LYON – 16h : rencontre avec Jean-Marc Royer auteur du livre Le monde comme projet Manhattan

Samedi 9 novembre à la librairie La gryffe à Lyon (5 rue sébastien Gryphe), rencontre discussion avec Jean Marc Royer pour son livre Le monde comme projet Manhattan – Capitalisme et guerre universelle au vivant depuis Hiroshima.

Résumé du livre :

 

Partir du nucléaire, c’est affronter la figure de la mort la plus terrible que l’humanité ait jamais inventé. Mais il a fallu en revenir à ses origines pour le qualifier comme tel et analyser l’échec de l’opposition depuis des décennies. Le livre premier fonde – entre autres choses – l’essence de ce crime contre l’humanité d’une nature très particulière.

Le rapprochement avec Auschwitz-Birkenau, un autre type de crime contre l’humanité commis à la faveur de l’état de guerre industrielle totale et généralisée, s’imposait. D’un regard rétrospectif à partir de La solution finale, au regard prospectif à partir d’Hiroshima, il allait finalement naître un tout autre regard sur l’histoire du capitalisme depuis son avènement en Occident. En voici seulement quelques aspects.

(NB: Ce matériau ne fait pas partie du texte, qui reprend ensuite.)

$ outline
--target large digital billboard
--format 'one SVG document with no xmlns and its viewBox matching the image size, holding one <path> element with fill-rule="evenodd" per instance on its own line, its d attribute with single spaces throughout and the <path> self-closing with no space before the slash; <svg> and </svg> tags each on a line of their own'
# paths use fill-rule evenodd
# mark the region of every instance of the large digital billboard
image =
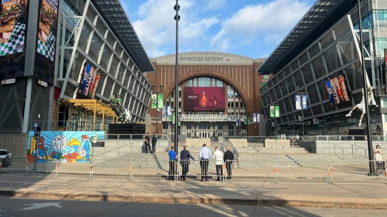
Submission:
<svg viewBox="0 0 387 217">
<path fill-rule="evenodd" d="M 184 88 L 185 111 L 222 111 L 226 103 L 224 87 Z"/>
<path fill-rule="evenodd" d="M 86 63 L 82 73 L 78 93 L 89 98 L 94 98 L 100 78 L 101 73 L 97 71 L 95 67 L 90 63 Z"/>
<path fill-rule="evenodd" d="M 55 46 L 58 23 L 58 0 L 40 0 L 35 76 L 54 82 Z"/>
<path fill-rule="evenodd" d="M 28 0 L 0 0 L 0 78 L 24 75 Z"/>
</svg>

A bien y réfléchir, le mouvement de masse eugéniste de la fin du xixe siècle – qui a débuté par des stérilisations pour finir par des exécutions massives – ne peut être interprété que comme la transgression du tabou du meurtre à la base de toute culture, de toute société, de toute civilisation. Une transgression rapidement prise en charge par les appareils d’États capitalistes (les premières lois datent de 1907 en Indiana), légitimée par le mode de connaissance scientifique1 et largement instillée dans toutes les couches sociales, en particulier celles de l’Occident réformé2.

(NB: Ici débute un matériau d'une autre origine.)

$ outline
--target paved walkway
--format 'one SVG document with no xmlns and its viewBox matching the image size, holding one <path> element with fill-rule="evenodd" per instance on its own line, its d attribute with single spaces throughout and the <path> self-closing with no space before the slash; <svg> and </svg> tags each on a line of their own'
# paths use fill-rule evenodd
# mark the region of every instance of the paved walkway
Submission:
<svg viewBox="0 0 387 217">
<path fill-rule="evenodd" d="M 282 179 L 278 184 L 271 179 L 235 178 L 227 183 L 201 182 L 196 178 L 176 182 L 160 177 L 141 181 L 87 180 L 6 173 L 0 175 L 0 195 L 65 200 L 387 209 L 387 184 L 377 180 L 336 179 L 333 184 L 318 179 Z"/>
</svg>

Cela ouvrait évidemment la porte à un écroulement « des autolimitations traditionnelles de la guerre en Europe », c’est-à-dire à la guerre industrielle totale de 1914-1918 qui allait déboucher sur l’effondrement des ces sociétés capitalistes occidentales3.

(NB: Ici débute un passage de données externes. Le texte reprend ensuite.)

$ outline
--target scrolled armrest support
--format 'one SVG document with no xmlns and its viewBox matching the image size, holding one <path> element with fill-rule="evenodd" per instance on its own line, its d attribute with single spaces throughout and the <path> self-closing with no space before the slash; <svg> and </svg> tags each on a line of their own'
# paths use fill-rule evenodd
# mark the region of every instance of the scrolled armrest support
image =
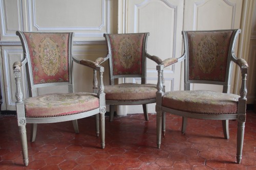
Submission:
<svg viewBox="0 0 256 170">
<path fill-rule="evenodd" d="M 245 60 L 244 60 L 244 59 L 243 59 L 242 58 L 238 59 L 234 62 L 238 65 L 239 65 L 239 66 L 240 67 L 240 68 L 245 67 L 249 67 L 248 65 L 247 62 L 246 62 L 246 61 L 245 61 Z"/>
<path fill-rule="evenodd" d="M 14 74 L 14 78 L 16 84 L 15 98 L 17 103 L 23 102 L 23 94 L 20 87 L 20 68 L 22 63 L 20 61 L 16 61 L 13 63 L 12 68 Z"/>
</svg>

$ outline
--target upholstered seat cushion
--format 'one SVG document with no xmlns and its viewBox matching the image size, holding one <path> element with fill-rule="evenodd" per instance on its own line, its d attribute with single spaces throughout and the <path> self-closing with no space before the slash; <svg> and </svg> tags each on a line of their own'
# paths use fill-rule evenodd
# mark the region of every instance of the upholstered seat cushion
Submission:
<svg viewBox="0 0 256 170">
<path fill-rule="evenodd" d="M 106 100 L 141 101 L 156 98 L 156 85 L 123 83 L 105 86 Z"/>
<path fill-rule="evenodd" d="M 52 93 L 24 100 L 26 117 L 53 117 L 74 114 L 99 107 L 94 93 Z"/>
<path fill-rule="evenodd" d="M 170 91 L 163 96 L 162 106 L 197 113 L 232 114 L 237 112 L 239 97 L 208 90 Z"/>
</svg>

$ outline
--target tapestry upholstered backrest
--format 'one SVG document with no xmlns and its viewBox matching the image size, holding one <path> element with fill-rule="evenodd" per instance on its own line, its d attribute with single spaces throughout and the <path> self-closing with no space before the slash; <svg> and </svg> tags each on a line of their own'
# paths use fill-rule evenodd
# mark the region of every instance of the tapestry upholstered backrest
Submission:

La « résonnance » qui existait entre la nouvelle structuration des imaginaires induite par le capitalisme occidental d’une part, et l’idéologie nazie d’autre part, est un des éléments essentiels à ne pas négliger pour comprendre son audience et son étonnante longévité. C’est même cette dimension politico-anthropologique d’Auschwitz-Birkenau qui reste la plus refoulée et continue d’étayer la dramatique mésestimation de sa tragique profondeur.

Ce refoulement est aussi le substrat de toutes les instrumentalisations d’Auschwitz-Birkenau car on approche là du secret de famille du capitalisme thermo-industriel. En effet, ce mode de production – dont le but ultime est « la valorisation de la valeur » – partage avec le mode de connaissance scientifique un isomorphisme structurel puissant : tout réduire à une relation abstraite et commensurable, ce qui entraîne de fait une désubstantialisation, une déshumanisation… jusqu’à faire de nous des variables d’ajustement.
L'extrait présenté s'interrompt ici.